そもそも、淡々とした美帆子が逆上してしまうのは、それだけの大事がふたりの間にあった証明で、つまり互いが互いを忘れられない存在なのだと示している。環和が消し去ることはかなわない。
響生とは離れてしまっても響生に対する自分の気持ちが途絶えるなんて考えられない。それなら、美帆子といるかぎり、もやもやした焦燥感がついてまわる。環和は途方にくれた。
「美帆子さんは母親という存在からはかけ離れて見えた。それでも、だんだんとそんなふうに感じていたかもしれない。けど、変わったんだ」
そこで響生はいったん言葉を切った。それまで環和を捕らえていた目が離れていく。躊躇(ちゅうちょ)しているのかと思ったが、まもなくして戻ってきた視線はしっかりと環和を見据える。きっと、いま目の前で透けて見える覚悟を掻き集めていたのだ。
「強引に誘惑されたと云ったら卑怯かもしれない。憧れみたいなものは感じていたから」
響生が何を云わんとしているのか、はっきり口にしなくても想像はつく。環和は目を見開いた。
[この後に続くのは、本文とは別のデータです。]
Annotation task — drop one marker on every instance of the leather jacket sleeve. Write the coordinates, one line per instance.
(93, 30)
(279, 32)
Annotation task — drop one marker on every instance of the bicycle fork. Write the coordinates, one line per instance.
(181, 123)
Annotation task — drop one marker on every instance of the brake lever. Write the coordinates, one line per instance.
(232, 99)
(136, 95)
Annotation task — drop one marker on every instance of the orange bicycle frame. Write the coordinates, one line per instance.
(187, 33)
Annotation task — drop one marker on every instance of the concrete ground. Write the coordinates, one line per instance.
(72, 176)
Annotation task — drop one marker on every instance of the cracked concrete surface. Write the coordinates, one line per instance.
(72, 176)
「それは……十年前の話じゃなくて、響生が十四歳のときの話なの?」
信じられない気持ちで訊ねると、響生は否定はせず、かわりに吐息を漏らした。
「そうだ。抗えなくてもしかたなかったって云い訳の理由になるか?」
「……わからない……」
かぼそく、かすれた声で答えると、響生は薄く笑った。
「正直だな」
力なく笑みに任せて云ったのち、響生はひとつ深く息をつき、そうして「環和」とごく真剣な面持ちと深刻な声を向けた。手が伸びてきたかと思うと、環和の顔がくるまれた。響生の視線が纏わりつく。
「よく見れば……似てるな」
「ママには似てない。ママは……」
「そうじゃない」
響生は首を横に振った。
「だったらだれに……」
云いながら環和はそれが父親のことだと察した。